Sport entwickelte sich für mich zu einer Leidenschaft. Das war der Zeitpunkt, an dem ich mich selbst als „geheilt“ beschreiben würde. Das war im Sommer 2012. Eine Erfahrung, die ich keinem auf der Welt wünsche, mich aber gleichzeitig zu der starken Persönlichkeit gemacht hat, die ich heute bin. Wie das Rapper Kontra K ganz gut zusammenfasst: „Man muss einmal am Boden gewesen sein, um fest darauf zu stehen – ich lach den Niederlagen dreist ins Gesicht. Denk mir, mich kriegt ihr nicht klein“ – aus den Eindrücken und Erlebnissen dieser Zeit entwickelte ich den krassesten KAMPFGEIST, den man sich vorstellen kann, in allen Lebensbereichen. Ich wollte mich nie wieder einschränken müssen und mein Leben genießen – da hatte ich auch erst mal einiges aufzuholen. Ich sag mal so, das waren wilde Anfang 20er 😀

Mittlerweile feiere ich meine Erfolge – beruflich und auch körperlich. Ich habe ein gesundes Selbstbewusstsein entwickelt und einen Lebensstil gefunden, der mich glücklich macht.

Die Sätze, die ich heute höre, sind:

„Toller Körper, also bist du eingebildet und dumm“Bodypositivity: InShape

Wenn ich solche Sätze mitbekomme, atme ich das einfach weg. Wir Menschen denken in Schubladen. Wenn mich heute jemand auf mein Sixpack anspricht, dann sieht er/sie nur die Gegenwart. In den seltensten Fällen interessieren sich Menschen für die Geschichten anderer. Für mich ist das (Stand heute) absolut ok, ja sogar egal, wie andere über mich denken. Ich habe mich noch nie im Leben so wohl in meinem Körper gefühlt wie heute und mir waren gleichzeitig die Meinungen anderer noch nie so egal. Hätte ich schon früher diese Einstellung und das Gefühl von innerer Zufriedenheit gehabt, wäre ich vielleicht nie an Magersucht erkrankt. Heute bin absolut stolz darauf, dass ich mich aus eigener Kraft heilen konnte. Und eins habe ich definitiv gelernt, Menschen beurteilen nie deinen Weg, aber urteilen IMMER (wenn auch unterbewusst) über den gegenwärtigen Moment. Darum hör auf Die Ärzte und: „Lass die Leute reden und hör ihnen nicht zu. Die meisten Leute haben ja nichts Besseres zu tun“.

Mein Tipp an DICH:

Sei so, wie du sein willst und tu das, was du tun möchtest. Lass dir nicht rein reden, siehst ja, wie das enden kann. Finde deinen individuellen Weg zu einem gesunden Lebensstil, mit dem du dich wohlfühlst und nicht das Gefühl hast, dich einschränken zu müssen. Wenn du dich auf diesem Weg befindest, wird es dir im Leben noch viel leichter fallen, auch andere Dinge optimistischer anzugehen und über deine Grenzen hinauszuwachsen.

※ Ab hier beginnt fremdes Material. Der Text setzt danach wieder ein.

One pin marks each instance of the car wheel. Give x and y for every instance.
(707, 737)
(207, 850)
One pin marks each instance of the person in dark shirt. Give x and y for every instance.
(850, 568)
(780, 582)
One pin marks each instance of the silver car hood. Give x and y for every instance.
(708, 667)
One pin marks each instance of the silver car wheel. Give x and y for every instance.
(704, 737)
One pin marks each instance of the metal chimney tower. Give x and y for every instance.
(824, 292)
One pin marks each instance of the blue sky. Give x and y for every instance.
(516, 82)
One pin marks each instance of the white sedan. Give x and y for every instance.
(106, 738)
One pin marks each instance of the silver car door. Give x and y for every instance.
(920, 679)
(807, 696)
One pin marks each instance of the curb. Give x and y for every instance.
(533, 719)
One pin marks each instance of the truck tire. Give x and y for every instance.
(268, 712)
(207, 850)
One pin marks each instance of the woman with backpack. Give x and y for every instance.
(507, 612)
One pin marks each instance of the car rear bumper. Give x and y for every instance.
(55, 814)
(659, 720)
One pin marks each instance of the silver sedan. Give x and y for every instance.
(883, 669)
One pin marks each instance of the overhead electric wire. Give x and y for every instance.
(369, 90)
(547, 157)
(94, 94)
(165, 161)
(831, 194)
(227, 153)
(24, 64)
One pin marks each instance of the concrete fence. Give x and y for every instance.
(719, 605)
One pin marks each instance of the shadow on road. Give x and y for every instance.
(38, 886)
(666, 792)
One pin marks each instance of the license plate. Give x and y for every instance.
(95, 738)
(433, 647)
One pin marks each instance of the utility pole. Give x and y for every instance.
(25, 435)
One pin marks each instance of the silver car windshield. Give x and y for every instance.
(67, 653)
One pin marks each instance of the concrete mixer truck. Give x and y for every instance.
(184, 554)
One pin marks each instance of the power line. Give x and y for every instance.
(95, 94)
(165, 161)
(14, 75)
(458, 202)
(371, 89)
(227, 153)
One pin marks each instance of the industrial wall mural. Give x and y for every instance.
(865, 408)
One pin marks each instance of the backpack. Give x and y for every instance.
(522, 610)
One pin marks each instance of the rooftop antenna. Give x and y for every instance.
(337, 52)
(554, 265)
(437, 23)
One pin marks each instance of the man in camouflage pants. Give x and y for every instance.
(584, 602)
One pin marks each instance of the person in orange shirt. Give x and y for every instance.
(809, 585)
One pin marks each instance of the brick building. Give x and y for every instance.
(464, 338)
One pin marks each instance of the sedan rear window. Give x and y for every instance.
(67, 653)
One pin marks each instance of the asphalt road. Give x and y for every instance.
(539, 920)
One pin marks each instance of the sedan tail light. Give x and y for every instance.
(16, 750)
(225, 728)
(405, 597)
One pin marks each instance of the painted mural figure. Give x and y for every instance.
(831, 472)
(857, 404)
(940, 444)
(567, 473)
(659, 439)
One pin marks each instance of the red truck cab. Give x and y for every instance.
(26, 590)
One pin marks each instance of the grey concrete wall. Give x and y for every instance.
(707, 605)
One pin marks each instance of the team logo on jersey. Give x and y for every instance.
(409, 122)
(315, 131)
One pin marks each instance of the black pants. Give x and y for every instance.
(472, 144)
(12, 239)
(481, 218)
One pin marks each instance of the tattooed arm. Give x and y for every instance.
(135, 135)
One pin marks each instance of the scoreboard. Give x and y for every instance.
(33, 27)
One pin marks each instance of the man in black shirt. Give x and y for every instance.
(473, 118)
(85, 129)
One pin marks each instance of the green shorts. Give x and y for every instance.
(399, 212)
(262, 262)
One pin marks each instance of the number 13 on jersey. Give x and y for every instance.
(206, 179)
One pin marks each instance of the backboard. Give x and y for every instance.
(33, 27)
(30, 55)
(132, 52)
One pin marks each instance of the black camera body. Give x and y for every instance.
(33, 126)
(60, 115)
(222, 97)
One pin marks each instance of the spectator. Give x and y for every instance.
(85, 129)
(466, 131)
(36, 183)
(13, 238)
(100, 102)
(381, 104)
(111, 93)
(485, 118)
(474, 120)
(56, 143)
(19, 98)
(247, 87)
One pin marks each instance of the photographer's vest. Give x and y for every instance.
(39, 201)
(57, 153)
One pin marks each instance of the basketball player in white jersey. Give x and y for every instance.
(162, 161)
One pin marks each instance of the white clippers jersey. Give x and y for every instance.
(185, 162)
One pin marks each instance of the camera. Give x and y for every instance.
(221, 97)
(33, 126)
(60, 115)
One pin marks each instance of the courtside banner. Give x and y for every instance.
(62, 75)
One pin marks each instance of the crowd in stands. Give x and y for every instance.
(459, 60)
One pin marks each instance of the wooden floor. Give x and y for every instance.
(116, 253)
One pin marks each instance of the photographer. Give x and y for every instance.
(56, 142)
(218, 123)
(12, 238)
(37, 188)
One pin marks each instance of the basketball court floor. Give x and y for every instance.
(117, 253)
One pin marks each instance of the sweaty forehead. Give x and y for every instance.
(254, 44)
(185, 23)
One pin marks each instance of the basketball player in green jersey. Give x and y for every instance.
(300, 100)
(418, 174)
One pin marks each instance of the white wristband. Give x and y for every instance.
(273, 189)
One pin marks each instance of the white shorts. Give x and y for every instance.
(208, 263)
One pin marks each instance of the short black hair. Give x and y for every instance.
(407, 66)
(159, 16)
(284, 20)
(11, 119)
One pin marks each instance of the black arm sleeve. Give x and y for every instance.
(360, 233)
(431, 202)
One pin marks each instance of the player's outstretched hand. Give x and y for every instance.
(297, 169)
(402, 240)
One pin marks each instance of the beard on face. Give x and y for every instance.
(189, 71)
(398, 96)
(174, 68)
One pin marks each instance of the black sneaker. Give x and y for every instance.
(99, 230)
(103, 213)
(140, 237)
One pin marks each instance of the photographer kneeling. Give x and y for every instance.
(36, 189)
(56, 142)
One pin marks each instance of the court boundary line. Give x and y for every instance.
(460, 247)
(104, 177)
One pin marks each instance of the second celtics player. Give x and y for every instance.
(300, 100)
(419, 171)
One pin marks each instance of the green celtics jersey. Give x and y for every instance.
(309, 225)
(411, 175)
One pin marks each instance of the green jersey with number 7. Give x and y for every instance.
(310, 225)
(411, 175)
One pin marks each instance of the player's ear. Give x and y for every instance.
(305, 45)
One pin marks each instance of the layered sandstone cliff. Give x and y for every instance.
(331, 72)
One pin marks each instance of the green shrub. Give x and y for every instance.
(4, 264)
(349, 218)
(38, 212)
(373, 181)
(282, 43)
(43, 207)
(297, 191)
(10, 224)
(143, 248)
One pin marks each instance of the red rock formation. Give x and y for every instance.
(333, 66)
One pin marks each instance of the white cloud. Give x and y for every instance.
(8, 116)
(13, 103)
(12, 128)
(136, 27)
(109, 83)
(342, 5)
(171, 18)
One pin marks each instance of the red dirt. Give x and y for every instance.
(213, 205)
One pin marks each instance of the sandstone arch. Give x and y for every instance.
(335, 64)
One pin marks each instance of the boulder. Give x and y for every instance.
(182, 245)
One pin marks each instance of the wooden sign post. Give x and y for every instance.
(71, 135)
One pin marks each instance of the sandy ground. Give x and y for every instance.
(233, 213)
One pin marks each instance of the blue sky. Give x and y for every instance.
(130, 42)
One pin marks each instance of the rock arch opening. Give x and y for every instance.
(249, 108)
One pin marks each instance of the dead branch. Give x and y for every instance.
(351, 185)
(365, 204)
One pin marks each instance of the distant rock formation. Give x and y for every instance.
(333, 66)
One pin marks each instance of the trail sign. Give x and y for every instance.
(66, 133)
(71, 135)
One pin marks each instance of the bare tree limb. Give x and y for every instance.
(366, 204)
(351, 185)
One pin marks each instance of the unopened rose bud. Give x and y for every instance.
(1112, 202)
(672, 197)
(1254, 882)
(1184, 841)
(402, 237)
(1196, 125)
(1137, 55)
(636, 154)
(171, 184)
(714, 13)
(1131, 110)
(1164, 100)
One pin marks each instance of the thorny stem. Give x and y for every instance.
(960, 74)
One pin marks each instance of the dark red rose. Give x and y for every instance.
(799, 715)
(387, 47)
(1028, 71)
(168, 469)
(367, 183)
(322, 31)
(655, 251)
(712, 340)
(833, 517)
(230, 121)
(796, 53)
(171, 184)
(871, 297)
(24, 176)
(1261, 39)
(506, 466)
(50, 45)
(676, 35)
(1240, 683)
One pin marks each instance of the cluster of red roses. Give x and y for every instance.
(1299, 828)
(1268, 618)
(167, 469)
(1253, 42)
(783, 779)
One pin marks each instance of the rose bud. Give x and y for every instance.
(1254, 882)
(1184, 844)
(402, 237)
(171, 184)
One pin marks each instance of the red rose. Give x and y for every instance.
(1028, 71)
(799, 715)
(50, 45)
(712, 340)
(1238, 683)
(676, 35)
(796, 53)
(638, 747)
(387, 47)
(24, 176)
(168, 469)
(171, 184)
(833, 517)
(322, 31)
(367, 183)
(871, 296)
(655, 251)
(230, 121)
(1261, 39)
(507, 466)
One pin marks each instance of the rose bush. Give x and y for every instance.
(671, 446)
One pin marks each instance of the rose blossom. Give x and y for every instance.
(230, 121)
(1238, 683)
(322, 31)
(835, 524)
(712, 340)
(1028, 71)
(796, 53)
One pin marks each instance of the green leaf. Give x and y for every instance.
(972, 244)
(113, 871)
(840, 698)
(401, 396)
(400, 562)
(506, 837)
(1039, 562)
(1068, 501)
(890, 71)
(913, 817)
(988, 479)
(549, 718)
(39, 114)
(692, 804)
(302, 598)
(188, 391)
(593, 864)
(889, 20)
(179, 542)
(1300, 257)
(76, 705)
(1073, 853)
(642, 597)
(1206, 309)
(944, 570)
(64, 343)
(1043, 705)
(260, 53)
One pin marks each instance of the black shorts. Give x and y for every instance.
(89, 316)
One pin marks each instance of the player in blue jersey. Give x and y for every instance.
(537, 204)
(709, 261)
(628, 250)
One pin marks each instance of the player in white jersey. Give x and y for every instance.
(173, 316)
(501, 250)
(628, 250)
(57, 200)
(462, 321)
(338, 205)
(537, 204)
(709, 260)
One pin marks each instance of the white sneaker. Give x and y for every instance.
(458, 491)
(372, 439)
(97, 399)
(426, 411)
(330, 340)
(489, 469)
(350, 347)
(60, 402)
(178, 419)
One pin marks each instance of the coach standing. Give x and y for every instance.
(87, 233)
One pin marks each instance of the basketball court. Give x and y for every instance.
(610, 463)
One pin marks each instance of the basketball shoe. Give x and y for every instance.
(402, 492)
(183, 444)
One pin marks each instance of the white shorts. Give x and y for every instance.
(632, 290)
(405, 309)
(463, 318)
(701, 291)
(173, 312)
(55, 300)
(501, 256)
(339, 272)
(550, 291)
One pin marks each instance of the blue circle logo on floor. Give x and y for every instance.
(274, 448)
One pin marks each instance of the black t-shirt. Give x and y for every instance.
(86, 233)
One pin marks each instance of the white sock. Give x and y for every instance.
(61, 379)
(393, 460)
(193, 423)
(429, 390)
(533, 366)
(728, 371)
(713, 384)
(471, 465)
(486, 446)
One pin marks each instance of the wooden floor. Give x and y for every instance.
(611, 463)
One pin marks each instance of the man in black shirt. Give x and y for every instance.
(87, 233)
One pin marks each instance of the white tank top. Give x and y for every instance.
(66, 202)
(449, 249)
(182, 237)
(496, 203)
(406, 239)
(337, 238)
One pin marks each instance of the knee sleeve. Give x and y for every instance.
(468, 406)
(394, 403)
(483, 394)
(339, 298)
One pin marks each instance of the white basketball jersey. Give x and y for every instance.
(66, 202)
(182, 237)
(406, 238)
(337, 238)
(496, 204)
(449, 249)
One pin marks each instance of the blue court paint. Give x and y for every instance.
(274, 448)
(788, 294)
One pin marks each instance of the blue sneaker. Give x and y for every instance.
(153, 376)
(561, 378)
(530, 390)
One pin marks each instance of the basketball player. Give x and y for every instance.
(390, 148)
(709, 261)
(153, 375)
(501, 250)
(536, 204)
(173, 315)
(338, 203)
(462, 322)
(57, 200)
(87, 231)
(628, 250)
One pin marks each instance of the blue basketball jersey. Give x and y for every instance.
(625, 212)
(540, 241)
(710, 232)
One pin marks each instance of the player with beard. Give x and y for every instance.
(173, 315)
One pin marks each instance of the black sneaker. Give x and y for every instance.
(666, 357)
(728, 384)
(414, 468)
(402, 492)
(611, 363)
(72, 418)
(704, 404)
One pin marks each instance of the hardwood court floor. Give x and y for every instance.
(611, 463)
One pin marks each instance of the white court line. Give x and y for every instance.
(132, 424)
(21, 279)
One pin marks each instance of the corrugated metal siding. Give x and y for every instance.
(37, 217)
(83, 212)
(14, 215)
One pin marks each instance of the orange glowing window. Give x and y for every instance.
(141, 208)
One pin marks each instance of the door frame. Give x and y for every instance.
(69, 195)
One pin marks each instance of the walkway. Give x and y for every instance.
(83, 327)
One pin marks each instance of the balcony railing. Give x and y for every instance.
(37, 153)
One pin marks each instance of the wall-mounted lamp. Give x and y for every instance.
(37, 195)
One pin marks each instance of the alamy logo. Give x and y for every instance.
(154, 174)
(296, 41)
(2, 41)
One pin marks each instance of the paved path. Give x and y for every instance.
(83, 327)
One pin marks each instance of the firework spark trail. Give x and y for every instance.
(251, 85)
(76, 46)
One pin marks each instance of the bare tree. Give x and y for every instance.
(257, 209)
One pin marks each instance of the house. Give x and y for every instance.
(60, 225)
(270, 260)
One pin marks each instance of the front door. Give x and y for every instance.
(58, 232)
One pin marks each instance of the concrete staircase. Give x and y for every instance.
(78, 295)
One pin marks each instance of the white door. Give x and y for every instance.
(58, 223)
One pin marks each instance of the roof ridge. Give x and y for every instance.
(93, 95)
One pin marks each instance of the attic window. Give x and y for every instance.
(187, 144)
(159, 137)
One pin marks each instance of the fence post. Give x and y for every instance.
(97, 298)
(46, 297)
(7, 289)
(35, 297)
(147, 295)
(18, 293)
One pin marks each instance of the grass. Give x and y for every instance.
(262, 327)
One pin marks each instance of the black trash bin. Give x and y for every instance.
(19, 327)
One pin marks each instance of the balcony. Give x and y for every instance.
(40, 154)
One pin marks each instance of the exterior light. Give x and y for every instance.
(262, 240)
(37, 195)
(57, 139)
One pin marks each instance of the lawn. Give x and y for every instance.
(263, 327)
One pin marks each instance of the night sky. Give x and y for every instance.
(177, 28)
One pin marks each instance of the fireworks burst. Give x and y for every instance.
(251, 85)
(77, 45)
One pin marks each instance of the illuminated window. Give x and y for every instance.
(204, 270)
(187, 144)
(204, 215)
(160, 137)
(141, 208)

WICHTIGER HINWEIS aus Liebe:

  1. Wenn du dich in dem beschriebenem wieder erkennst, ist der erste Schritt definitiv, dass du dir eingestehst, dass du Hilfe brauchst. Die Angst davor direkt „eingewiesen“ zu werden ist absolut unberechtigt, aber es hilft im ersten Schritt seine Erkenntnis laut auszusprechen.
  2. Wende dich an deine Eltern, Freunde und wenn dir externe Menschen lieber sind, dann such dir einen guten Psychologen – hierüber sprichst du am besten mit deinem Hausarzt (ärztliche Schweigepflicht).
  3. Mach dir klar, welche negativen Einflüsse dein gestörtes Essverhalten auf dein Leben hat und wie es dich einschränkt. Selbsteinsicht ist der erste Schritt zur Besserung!
  4. Umgehe Menschen, die dich mit Vorwürfen konfrontieren, das ist KEINE Hilfe und halte dich an diese, die dir wirklich eine liebevolle Stütze sind. Die Heilung steht in deiner eigenen Verantwortung.
  5. Mehr Informationen findest du auch bei der Bundeszentrale für gesundheitliche Aufklärung BZgA: https://www.bzga-essstoerungen.de/

In jedem Fall kannst du dir sicher sein, du musst deine Essstörung nicht allein in den Griff bekommen. Sprich aus, dass du Hilfe brauchst, denn das ist wahre Stärke! Du schaffst das. Glaub an dich und lerne dich selbst wieder zu lieben, ohne dir zu schaden.